Scala
Remettre l’humain à sa place de vecteur et de canal comme tout autre objet, doté de raison ou pas, mouvant ou figé, car qui sommes-nous sinon des réceptacles d’infinies oscillations qui nous traversent et laissent en nous des empreintes que nous imprimons à notre tour sur le monde ? Quand Yoann Bourgeois s’intéresse au théâtre, ça donne quelque chose d’assez inattendu sur le plan de la forme, pas du fond, car un comédien, comme un acrobate, sont tous deux des prolongements d’une histoire. La surprise concerne donc bien la forme que prend une œuvre théâtrale conçue par un artiste de cirque, puisque la notion de théâtralité se redéfinit alors sous un angle radicalement physique.
L’homme traversé, davantage vecteur qu’acteur, témoigne d’une fragilité voulue par un Yoann Bourgeois acrobate, acteur, metteur en scène, danseur, mais surtout joueur.
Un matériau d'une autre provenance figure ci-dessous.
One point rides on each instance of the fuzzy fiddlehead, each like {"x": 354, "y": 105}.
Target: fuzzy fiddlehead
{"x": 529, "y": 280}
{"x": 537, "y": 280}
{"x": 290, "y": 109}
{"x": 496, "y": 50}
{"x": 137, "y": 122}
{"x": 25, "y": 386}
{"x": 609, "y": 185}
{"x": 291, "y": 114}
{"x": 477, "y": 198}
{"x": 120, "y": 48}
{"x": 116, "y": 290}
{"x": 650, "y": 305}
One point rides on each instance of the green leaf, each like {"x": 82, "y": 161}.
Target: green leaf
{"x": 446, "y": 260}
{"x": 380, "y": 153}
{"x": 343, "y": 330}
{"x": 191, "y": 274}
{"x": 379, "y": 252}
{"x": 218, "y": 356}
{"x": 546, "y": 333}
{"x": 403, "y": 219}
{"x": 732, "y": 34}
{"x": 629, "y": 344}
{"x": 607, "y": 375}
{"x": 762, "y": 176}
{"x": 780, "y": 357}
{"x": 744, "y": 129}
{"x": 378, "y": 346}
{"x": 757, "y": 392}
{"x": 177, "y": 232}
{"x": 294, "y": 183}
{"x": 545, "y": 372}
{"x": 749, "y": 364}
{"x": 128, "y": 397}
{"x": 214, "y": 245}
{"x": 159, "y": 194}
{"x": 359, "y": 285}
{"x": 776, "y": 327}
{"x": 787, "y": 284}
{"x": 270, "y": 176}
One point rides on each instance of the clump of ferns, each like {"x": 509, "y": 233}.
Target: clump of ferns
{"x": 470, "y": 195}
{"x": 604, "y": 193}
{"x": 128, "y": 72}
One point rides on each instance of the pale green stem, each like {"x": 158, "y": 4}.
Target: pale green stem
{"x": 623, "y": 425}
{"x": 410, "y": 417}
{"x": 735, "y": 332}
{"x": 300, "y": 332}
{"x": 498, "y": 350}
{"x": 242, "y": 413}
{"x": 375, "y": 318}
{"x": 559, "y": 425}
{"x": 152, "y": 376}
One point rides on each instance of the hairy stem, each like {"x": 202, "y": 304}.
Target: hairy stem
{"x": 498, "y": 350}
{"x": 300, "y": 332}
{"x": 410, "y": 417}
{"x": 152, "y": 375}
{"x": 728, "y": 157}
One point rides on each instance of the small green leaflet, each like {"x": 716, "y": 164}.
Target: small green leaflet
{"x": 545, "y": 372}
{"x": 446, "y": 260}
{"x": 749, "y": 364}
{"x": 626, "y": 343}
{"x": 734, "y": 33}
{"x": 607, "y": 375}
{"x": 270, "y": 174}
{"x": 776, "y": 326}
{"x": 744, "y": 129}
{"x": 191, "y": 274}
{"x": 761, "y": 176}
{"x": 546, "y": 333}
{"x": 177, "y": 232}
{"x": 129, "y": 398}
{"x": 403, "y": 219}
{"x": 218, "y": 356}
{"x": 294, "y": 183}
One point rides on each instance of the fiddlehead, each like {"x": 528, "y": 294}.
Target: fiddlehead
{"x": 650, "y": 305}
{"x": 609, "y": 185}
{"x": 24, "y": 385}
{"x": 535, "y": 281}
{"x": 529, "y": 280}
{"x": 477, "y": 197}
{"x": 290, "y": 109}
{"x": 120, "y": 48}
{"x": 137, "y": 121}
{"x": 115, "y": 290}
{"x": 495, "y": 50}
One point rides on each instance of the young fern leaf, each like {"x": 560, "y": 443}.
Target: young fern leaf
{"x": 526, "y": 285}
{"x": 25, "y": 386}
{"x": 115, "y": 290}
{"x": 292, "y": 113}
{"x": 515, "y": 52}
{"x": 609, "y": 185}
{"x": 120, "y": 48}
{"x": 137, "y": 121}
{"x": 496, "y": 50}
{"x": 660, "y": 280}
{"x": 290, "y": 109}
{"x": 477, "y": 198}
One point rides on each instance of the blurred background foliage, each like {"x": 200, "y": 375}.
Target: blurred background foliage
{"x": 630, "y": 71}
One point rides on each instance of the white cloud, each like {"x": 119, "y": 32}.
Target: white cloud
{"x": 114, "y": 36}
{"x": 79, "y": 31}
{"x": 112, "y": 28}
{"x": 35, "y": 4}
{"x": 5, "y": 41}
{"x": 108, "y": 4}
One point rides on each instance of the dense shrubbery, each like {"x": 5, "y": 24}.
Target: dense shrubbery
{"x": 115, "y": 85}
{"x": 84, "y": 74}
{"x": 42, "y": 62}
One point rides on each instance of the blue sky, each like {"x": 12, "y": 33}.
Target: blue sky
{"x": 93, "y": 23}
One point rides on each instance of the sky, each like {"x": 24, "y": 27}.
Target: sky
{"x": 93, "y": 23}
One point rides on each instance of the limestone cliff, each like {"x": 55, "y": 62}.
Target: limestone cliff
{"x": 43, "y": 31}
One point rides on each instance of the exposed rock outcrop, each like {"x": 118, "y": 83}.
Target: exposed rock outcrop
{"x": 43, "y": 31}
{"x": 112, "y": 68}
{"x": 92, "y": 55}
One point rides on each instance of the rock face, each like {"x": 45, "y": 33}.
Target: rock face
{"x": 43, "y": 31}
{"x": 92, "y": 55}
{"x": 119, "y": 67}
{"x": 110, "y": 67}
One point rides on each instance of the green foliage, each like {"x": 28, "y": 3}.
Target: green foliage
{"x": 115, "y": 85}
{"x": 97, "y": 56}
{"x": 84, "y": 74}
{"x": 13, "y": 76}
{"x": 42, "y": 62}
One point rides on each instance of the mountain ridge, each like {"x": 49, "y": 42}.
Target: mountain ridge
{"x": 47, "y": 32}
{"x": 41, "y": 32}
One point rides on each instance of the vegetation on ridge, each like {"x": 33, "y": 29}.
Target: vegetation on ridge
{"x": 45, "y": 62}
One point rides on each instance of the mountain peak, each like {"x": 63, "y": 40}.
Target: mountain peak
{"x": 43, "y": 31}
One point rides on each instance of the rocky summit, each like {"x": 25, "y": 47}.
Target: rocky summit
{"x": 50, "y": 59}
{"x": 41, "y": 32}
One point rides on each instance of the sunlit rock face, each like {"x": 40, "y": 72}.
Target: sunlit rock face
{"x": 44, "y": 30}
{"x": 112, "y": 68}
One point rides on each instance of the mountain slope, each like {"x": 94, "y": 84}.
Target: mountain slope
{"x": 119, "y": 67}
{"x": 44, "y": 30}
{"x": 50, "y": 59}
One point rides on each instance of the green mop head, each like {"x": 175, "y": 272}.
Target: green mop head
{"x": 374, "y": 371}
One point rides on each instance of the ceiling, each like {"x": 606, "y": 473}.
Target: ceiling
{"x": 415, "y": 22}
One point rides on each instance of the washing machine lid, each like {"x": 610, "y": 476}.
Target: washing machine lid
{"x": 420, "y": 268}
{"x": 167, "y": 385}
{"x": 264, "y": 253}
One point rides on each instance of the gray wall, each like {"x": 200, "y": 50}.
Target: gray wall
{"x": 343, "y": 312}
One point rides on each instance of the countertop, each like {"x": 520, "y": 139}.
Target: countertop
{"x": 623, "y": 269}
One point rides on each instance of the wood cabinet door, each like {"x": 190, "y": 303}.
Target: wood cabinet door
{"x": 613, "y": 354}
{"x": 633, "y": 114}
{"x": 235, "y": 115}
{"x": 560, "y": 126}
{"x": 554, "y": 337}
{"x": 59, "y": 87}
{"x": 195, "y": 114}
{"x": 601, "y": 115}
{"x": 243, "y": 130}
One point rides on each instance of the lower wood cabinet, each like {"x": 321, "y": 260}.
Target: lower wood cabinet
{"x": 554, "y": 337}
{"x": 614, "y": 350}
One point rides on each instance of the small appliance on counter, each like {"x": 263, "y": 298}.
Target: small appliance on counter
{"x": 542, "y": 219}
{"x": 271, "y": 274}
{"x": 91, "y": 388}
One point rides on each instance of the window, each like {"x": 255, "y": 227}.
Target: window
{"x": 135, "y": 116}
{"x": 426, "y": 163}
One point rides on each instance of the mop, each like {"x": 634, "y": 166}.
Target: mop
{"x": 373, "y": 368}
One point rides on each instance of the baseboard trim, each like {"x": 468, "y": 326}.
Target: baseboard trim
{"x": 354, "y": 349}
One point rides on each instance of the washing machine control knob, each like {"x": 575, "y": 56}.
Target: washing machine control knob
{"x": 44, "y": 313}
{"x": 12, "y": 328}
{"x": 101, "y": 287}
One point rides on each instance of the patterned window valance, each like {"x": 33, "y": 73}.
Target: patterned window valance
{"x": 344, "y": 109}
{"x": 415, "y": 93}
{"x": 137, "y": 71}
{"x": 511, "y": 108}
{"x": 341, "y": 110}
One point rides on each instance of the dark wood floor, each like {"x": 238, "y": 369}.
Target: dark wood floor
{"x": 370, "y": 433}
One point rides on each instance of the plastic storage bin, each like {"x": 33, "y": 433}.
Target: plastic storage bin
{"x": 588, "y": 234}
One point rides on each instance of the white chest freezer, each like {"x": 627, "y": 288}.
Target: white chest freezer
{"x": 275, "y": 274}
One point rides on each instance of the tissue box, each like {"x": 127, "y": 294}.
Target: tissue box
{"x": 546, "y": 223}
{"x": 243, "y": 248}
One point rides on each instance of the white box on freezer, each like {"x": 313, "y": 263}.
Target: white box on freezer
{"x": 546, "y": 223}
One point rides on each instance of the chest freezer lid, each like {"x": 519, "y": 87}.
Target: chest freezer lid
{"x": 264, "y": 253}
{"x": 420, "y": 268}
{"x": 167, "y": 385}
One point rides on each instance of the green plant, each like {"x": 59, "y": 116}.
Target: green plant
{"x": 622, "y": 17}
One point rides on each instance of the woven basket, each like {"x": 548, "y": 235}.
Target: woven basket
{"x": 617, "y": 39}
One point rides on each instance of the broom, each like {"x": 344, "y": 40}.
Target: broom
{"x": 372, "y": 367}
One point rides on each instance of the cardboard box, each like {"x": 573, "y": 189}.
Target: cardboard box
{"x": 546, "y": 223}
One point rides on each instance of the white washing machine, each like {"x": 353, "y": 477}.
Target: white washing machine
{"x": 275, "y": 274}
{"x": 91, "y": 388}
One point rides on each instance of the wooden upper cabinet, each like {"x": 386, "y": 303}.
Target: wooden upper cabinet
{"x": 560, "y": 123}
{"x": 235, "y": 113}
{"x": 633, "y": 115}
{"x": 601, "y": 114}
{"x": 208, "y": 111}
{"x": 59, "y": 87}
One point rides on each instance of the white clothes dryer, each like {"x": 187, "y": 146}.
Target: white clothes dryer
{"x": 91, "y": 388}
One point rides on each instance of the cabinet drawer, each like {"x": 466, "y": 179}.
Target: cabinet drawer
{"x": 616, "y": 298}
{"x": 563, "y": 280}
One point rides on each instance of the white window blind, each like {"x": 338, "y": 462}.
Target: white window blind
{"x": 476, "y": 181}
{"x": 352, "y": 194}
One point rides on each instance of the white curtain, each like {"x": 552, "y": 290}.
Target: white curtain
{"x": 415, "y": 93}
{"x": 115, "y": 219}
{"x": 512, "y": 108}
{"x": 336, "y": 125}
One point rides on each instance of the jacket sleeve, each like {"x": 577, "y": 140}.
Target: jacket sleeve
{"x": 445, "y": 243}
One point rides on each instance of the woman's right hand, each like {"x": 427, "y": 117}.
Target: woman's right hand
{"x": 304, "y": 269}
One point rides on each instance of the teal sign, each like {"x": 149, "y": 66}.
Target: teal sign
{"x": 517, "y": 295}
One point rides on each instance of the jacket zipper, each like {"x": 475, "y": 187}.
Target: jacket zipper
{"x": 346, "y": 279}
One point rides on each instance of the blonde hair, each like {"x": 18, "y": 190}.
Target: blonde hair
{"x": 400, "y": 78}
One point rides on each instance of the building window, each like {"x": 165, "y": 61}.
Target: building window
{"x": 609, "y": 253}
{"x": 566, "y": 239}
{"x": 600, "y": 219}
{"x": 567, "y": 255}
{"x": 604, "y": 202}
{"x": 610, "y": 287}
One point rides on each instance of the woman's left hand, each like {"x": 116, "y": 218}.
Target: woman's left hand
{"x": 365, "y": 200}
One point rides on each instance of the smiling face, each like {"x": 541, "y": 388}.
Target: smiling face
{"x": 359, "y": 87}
C’est de l’homme qu’il se joue en lui retirant sa toute-puissance et en confrontant corps et force. Scala est un foyer où se côtoient plusieurs sens, la chorégraphie vient sculpter certains motifs physiques, la musique s’avance pour tracer des lignes sonores, et l’imagination investie dans la scénographie marque une vision cyclique de l’espace et du temps. C’est bien au monde de l’imaginaire que s’intéresse le spectacle dont la théâtralité singulière recycle les images premières et en suggère des projections inattendues.
Distribution
Conception et mise en scène Yoann Bourgeois. Collaboration artistique Yurie Tsugawa. Avec Mehdi Baki, Damien Droin, Nicolas Fayol, Emilien Janneteau, Zoé Leduc, Florence Peyrard, Lucas Struna. Lumières Jérémie Cusenier. Costumes Sigolène Petey. Son Antoine Garry. Conception et réalisation de machineries Yves Bouche Conseil scénographique Bénédicte Jolys. Production : Les Petites Heures Coproduction : Théâtre de Namur/ Théâtre Le Manège-Mons/Printemps des Comédiens –Montpellier/Théâtre National de Nice/Théâtre National de La Criée – Marseille/Théâtre des Célestins – Lyon/ CCN2 – Centre chorégraphique national de Grenoble. Cette production est soutenue par le Tax Shelter du gouvernement fédéral belge.
Samedi 12 janvier 2019,
par
Yuri Didion
Un voyage poétique !
Un gars monte sur les planches. Un ? Il se multiplie vite ce type là ! Et ça commence comme un jeu. Suis-moi, je te fuis. Fuis-moi, je te suis. Des clowns qui ne s’annoncent pas, sans nez rouge et en uniforme et ce ballet acrobatique tire rapidement de francs éclat de rire à un public déjà bluffé par la stupéfiante maîtrise technique des artistes. Plus tard, les rires se taisent et laissent la place à l’inquiétude empathique. Magique !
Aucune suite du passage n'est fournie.